Vlad rió y luego tomó los papiros junto a las tintas que llevaba en su equipaje.

—Quizás esa anécdota le sirva a Bladis. —Vlad escribió con una pluma—. A lo mejor debería construir una biblioteca en el castillo con libros que expliquen nuestra naturaleza.

—¿Un grimorio? —preguntó Beltrán.

—Muy gracioso. —Vlad alzó una ceja—. Pensaba en un libro de enseñanzas vampíricas. Sería ideal para quitar todas las dudas sobre nuestra especie, tan endeble y poco demoníaca.

—Discúlpame, compañero. —Beltrán se apartó de Vlad y miró hacia el lejano horizonte—. No coincido contigo. La gente no quiere la verdad, lo único que podemos hacer es torcer los relatos de fantasía a nuestro favor.

En ese momento Vlad no lo entendió, no hasta más tarde. Por el momento escribió todas las anécdotas en los papiros, esperando a que la noche cayera y así poder seguir.



Entre caminos sinuosos, el frío se acrecentaba. Ya no veían rastros de carruajes o humanos, en la nieve se marcaban las huellas de las bestias. Si bien los humanos estaban adaptados a todos los ambientes, las heladas del norte congelaban la sangre de los mortales. Solo aquellos que tuvieran hielo o fuego en la sangre podrían sobrevivir.

Durante el viaje, la tormenta de nieve azotaba los picos de las montañas en donde a lo lejos se podía ver una pequeña llama encendida. A lo mejor las historias eran ciertas, solo los demonios podían habitar tales tierras.

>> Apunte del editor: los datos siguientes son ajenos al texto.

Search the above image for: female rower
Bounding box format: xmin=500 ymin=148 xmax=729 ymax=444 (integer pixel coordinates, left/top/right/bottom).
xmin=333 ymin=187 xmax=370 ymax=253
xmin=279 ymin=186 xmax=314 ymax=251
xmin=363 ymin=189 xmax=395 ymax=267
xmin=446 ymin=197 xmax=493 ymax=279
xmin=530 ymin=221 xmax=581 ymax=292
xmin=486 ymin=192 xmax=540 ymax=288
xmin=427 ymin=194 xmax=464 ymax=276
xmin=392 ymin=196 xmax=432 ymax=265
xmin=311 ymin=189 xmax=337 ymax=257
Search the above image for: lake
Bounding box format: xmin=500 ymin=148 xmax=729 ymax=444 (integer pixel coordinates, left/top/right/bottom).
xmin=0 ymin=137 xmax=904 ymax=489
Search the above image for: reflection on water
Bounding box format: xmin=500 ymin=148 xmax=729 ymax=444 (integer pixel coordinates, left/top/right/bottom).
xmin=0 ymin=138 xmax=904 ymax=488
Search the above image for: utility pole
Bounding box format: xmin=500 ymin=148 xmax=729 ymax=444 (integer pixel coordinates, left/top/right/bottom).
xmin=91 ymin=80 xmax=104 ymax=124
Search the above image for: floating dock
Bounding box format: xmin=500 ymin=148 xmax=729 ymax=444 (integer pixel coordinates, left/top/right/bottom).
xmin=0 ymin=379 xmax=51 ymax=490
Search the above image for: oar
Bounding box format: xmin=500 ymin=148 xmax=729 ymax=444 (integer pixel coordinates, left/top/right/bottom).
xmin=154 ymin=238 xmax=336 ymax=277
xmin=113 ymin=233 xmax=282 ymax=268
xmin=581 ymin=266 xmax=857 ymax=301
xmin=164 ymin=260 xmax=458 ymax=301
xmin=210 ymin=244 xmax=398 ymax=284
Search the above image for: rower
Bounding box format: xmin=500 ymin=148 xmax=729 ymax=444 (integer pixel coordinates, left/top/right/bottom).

—Le dicen el castillo de hielo —dijo Beltrán, quien avanzaba en su corcel junto a Vlad—, se ve igual a como lo describían los escitas, es como la entrada al infierno.

—Tonterías —dijo Vlad—, a lo sumo encontraremos a algún ermitaño delirante.

Antes de llegar al pie del monte, hallaron un pueblo abandonado. Las chozas estaban deshechas por el clima, algunas cubiertas de nieve, y otras destruidas por completo. No se veían rastros de vida humana a kilómetros, por lo que ingresaron a un viejo establo y amarraron a sus caballos.